Siyasal İslam’ın önceli iktidarlarla kıyaslanmayacak oranda devlet aygıtına egemen olduğuna da dikkat çekilen açıklamada şöyle denildi:

“Bu durum Erdoğan ve AKP’ye diğer imkânlarla birlikte milyonlarca insanı sosyal yardımlar üzerinden kendisine bağımlı hale getirme imkânı tanımıştır. Valilik, kaymakamlık, yerel yönetimler, tarikat ve cemaatler, AKP parti teşkilatının iç içe geçtiği 1 milyonun üzerinde aileyi kapsayan devasa bir sosyal yardım ağı oluşturulmuştur. Erdoğan’ın iktidardan düşmesi halinde bu yardımların kesileceği propagandası, sosyal yardıma muhtaç hale düşürülmüş bu kesim içinde etkili olmuştur. Gerçekte siyasal İslam ile sosyal yardımların bir ilişkisi yoktur. Bu, neoliberal bir yönelimdir. Siyasal İslam olmasa da bunlar olurdu. Nitekim CHP’nin programı da bunu içermektedir. Artık kamuda personel alımından terfilere, özel sektörde işe almaya varana dek tarikat ve cemaatler söz sahibi bir pozisyona gelmiştir. Bütün bunların seçim sonuçlarına olan etkileri olduğu gibi; yine bu olgu(lar) MHP, YRP, HÜDA PAR gibi partilerin yükselişini açıklayan verileri oluşturmaktadır.”

"TÜSİAD BİRKAÇ TALEPLE REJİMLE İŞBİRLİĞİ YAPACAKTIR"
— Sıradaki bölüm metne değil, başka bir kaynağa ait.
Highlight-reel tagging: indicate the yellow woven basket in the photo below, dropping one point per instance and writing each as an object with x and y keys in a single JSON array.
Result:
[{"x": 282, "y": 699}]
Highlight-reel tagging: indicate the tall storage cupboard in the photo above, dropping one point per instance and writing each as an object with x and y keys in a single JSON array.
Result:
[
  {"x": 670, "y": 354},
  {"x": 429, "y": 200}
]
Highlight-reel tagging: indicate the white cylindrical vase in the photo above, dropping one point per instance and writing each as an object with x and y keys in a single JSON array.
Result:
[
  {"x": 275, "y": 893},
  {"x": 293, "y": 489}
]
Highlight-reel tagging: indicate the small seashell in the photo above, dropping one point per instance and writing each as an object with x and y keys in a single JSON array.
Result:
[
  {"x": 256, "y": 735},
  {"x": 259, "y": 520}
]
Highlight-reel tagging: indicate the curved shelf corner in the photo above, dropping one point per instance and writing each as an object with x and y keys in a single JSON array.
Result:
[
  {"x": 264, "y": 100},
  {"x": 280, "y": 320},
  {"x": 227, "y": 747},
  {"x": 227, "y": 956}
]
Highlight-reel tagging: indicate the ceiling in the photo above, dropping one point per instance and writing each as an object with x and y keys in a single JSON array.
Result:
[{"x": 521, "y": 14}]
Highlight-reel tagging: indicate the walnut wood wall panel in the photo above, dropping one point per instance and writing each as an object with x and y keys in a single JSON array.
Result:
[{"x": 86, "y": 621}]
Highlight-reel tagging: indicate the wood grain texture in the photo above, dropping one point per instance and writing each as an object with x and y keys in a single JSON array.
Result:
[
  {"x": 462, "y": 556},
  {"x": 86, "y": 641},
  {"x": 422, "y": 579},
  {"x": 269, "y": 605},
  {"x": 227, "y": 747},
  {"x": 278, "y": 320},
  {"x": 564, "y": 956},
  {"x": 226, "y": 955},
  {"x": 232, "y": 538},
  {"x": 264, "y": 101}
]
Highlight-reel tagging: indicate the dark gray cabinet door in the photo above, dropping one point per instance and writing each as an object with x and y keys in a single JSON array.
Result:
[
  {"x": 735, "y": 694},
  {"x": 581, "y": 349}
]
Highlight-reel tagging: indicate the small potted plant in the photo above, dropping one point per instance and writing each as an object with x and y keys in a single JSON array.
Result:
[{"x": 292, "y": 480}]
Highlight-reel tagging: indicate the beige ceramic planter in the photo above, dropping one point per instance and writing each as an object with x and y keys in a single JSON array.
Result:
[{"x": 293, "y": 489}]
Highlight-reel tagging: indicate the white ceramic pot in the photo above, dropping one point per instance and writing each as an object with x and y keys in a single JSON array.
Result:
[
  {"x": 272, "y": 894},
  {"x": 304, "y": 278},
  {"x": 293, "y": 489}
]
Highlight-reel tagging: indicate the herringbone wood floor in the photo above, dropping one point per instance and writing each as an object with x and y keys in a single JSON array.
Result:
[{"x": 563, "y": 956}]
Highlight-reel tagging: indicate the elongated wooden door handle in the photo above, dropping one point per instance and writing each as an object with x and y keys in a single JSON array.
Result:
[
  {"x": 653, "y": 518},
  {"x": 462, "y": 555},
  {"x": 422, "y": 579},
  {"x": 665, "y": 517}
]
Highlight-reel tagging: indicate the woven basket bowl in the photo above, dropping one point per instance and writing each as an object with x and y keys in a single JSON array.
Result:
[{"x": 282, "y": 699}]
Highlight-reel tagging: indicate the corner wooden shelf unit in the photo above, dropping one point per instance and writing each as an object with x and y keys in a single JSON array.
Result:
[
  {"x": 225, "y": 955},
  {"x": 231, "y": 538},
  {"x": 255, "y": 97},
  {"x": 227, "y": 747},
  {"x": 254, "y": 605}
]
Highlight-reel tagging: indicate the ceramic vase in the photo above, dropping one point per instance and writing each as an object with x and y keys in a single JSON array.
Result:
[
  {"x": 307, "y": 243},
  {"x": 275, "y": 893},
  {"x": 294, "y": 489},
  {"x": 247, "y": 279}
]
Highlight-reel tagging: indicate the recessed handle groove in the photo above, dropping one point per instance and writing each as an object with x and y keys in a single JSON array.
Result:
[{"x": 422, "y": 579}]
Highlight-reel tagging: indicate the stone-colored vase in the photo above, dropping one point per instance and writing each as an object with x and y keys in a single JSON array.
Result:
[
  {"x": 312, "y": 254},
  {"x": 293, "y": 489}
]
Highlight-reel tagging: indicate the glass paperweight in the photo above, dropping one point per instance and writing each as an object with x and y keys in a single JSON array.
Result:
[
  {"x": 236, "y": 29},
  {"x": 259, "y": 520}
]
Seçimlerin ardından “sistem tartışmaları”nın belirsiz bir süre gündemden çıkacağına dikkat çekilen açıklamada, Erdoğan ve Bahçeli ikilisinin bunu dillendirmesine rağmen muhalefet cephesinden bir ses çıkmadığı da ifade edildi.

Parlamenter sistem talebinin bir süre için de olsa rafa kaldırıldığı kaydedilen açıklamada “Muhalif TÜSİAD”ın, sermayenin dolaşımı ve kendini yeniden üretimi sürecinin önünde engel gördüğü (ihale kanunu, teşvik ve vergi muafiyeti, kredi koşulları gibi) bazı engelleri kaldıracak düzenlemeler yapıldığında tek adam rejimine bir itirazı olmayacağı vurgulandı.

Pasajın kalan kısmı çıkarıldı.